The concept that there’s a war on Christmas frustrates me. The indignant assertions abound: that it’s ok to say Merry Christmas to all people, and that the December holiday season needs to be branded as the Christmas season, and public and government property should rightly be festooned with Christmas trees and creches. It seems the justifications are that the U.S. is a Christian nation, that Christmas is the foremost December holiday, that Christian tradition takes the mantle over public life. Personally, I can’t understand the celebration of one religious group’s holiday requiring the exclusion of all other traditions. For what purpose? My perspective of what I’m going to call the holiday season (a period that ranges from the third week in November through January 1st) is that it’s a time we challenge ourselves to open our hearts, to reach out, be inclusive, give generously and think of those less fortunate. Goodwill towards all, don’t be a dick, treat others with beautiful kindness. And of course, mindless consumerism. In fact, my almost physical inability to say Merry Christmas has its roots in my many years working retail during the holidays.
My first holiday retail experience was at the GAP. I was seventeen, working in the mall on weekends and evenings after school. We had an all-staff meeting very early the morning of Black Friday (or, The Day After Thanksgiving). We were instructed to be happy, positive and suggest gift ideas to all customers who came through our doors. We were to make each and every customer feel welcome, which meant we were never to say Merry Christmas, lest we alienate someone of a different faith and lose their business. Our manager searched our faces, one by one, to make sure we understood. One person raised their hand asking, “what if the customer says it first?” “Then you may repeat it back, but you are never to initiate it,” our manager replied gravely. Anticipating large volumes of customer traffic, management put a staff member on greeting duty at the front door, to welcome each person on arrival and thank each person upon departure. The fiercest extrovert of the group, I volunteered to greet for the entirety of my shift, eight hours of hellos and goodbyes, eight hours of new faces, new energy filling me. My colleagues thought me insane. Management was grateful, and made it my responsibility for the remainder of the season. “You too!” was as close as I ever came to uttering the exclusionary phrase Merry Christmas.
Over the years, I honed my intention of inclusion even more finely, asking customers, are you celebrating the holidays this year? A tactic devised to cover my bets should someone be Jehovah’s Witness (a faith that does not celebrate mainstream holidays of any form), with the added benefit of sparking conversation about the holidays, a natural segue into my sales pitch. I came to believe very strongly that allowing space for different traditions, different ways and viewpoints during the holiday season creates more opportunity for connection and understanding, in essence, what the holidays mean to me. That I struggle to form the words Merry Christmas and say them aloud is silly, I know, especially since it’s the main winter holiday I celebrate, in its twinkling lights, gathering with friends and family, bingeing on food and sweets and listening to The Nutcracker soundtrack form. I once talked about taking time off for “Xmas” and a supervisor (at an office job) objected, stating I had just X-ed the Christ out of Christmas. “Well, I am an atheist,” I replied. “I’m not.” she said. You see, for some it’s a war.
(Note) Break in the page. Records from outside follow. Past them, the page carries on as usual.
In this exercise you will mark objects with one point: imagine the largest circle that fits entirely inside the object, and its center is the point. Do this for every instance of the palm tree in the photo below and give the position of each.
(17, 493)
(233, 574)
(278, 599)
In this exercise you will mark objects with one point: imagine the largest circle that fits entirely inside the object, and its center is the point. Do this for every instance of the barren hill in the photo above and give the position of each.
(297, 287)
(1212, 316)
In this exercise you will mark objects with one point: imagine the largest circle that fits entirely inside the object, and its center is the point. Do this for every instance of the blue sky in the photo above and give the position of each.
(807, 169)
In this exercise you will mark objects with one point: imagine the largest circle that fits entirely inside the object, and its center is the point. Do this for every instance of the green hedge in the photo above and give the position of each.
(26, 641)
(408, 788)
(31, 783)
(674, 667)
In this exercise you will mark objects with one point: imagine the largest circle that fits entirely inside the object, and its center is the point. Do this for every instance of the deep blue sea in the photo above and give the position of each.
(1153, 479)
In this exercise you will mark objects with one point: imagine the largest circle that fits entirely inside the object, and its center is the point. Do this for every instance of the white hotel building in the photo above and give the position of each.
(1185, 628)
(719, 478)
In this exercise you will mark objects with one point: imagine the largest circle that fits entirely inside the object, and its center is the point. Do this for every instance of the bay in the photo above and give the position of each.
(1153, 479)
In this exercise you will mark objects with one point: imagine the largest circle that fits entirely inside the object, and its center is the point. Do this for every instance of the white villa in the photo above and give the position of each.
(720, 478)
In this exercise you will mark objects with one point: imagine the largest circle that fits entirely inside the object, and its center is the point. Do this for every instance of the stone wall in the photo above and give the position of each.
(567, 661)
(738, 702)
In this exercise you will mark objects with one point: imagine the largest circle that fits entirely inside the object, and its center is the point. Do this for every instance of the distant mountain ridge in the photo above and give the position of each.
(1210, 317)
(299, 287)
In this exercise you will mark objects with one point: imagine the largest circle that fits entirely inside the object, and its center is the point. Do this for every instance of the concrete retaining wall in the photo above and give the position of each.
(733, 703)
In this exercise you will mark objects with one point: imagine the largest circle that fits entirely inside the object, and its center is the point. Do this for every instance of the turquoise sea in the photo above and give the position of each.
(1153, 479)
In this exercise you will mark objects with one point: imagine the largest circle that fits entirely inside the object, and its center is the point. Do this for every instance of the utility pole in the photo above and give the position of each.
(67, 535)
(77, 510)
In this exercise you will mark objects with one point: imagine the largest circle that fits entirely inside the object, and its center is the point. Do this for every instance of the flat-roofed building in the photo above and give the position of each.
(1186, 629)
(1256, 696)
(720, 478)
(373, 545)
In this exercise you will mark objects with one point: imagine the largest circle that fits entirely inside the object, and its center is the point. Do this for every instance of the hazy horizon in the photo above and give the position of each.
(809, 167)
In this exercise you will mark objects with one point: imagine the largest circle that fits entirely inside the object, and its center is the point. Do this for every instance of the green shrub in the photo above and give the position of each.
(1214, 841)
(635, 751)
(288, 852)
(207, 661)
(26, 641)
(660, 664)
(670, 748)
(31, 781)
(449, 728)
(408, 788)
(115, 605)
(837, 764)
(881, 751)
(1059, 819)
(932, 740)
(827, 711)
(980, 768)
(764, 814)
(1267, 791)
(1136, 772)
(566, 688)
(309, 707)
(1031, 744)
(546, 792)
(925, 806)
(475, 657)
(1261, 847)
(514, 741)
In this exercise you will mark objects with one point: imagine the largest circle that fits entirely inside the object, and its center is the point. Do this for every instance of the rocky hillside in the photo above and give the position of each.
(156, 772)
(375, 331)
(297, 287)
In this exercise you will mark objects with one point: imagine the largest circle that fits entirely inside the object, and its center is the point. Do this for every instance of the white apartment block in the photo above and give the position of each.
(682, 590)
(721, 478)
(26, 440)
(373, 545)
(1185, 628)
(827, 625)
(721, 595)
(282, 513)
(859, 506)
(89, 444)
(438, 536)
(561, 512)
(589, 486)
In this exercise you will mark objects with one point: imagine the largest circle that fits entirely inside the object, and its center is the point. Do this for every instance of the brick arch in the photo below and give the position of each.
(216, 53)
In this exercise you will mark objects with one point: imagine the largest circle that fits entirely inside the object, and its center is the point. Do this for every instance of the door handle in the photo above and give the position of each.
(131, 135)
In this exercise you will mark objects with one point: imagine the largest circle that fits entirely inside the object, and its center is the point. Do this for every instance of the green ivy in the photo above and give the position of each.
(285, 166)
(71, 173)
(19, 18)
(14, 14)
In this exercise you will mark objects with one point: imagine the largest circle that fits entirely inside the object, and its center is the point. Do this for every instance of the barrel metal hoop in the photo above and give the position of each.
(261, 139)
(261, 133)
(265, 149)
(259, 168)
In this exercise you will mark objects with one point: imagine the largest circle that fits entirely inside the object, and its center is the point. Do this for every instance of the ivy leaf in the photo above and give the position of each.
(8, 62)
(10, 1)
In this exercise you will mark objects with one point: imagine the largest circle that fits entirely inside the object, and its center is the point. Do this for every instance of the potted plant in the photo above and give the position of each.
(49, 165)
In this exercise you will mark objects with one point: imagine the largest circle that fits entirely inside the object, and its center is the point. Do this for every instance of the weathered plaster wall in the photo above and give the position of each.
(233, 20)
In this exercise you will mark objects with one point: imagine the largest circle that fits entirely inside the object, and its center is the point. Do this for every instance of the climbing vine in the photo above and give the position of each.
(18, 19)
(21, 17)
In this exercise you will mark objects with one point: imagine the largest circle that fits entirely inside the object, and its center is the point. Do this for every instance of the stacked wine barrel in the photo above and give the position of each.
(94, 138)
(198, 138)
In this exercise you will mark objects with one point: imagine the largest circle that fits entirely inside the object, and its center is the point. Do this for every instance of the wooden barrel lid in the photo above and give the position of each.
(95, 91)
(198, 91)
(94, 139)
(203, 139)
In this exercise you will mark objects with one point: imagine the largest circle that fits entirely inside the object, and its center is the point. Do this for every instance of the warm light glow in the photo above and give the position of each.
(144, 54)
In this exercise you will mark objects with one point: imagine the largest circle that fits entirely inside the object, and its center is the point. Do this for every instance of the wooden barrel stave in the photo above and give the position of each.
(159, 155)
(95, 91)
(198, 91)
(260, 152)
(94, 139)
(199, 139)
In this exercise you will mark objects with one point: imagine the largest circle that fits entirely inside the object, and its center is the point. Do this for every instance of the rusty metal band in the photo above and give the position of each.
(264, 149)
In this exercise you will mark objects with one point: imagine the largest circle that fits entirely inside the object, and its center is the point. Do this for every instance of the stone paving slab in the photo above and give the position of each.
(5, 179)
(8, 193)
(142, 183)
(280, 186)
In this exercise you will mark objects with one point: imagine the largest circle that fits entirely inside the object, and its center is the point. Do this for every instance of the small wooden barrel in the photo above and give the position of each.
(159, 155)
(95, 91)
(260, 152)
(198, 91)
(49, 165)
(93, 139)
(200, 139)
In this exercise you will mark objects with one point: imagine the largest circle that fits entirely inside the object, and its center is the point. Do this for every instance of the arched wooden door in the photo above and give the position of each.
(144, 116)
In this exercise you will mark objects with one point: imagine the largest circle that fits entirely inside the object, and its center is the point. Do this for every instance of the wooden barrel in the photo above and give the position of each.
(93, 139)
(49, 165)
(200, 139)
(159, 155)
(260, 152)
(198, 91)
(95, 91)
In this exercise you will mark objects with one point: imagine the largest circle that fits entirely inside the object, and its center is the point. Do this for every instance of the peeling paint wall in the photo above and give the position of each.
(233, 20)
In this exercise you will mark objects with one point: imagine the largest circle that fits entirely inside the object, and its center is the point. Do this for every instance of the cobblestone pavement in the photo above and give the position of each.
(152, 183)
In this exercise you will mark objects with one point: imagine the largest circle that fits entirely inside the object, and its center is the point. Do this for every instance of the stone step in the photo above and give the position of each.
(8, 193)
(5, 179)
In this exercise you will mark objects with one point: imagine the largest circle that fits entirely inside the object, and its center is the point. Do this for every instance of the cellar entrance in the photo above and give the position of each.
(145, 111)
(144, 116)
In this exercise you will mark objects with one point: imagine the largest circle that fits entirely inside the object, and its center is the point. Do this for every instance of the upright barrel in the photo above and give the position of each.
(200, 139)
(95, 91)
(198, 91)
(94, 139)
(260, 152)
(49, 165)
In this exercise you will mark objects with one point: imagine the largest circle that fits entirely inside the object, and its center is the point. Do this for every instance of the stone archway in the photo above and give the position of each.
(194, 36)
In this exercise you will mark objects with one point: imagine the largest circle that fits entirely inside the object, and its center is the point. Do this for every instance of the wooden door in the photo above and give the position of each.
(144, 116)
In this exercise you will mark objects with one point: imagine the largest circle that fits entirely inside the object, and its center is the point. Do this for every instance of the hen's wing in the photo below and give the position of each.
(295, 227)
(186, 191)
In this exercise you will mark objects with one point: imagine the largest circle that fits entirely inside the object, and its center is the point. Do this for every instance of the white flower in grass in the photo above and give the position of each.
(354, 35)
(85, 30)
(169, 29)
I’m encouraging people to drop the concept of a war on Christmas in favor of a more nuanced view: inclusion of all during a cold, dark time of year. Not wanting to lead with “Merry Christmas” doesn’t mean the holiday is in danger of losing its importance in society. Assuming that everyone is celebrating the same holiday is an exclusion of those who aren’t, a door closed during a season purportedly about open houses and open hearts. I like “Happy Holidays” because it means I’m covering everything from Thanksgiving to New Year’s. Why wouldn’t I want to wish someone happiness for a period of two months rather than one day that may mean nothing more than December 25th on the calendar? It’s not a war. It’s a time of drawing people in, connecting, spreading warmth, hope and cheer. When we are unable to look past our perceived notions of the importance of our own traditions, well, is that really the spirit?
Happy Holidays, to all who are celebrating! My fond wishes for a healthy, peaceful and joyful life to everyone, period!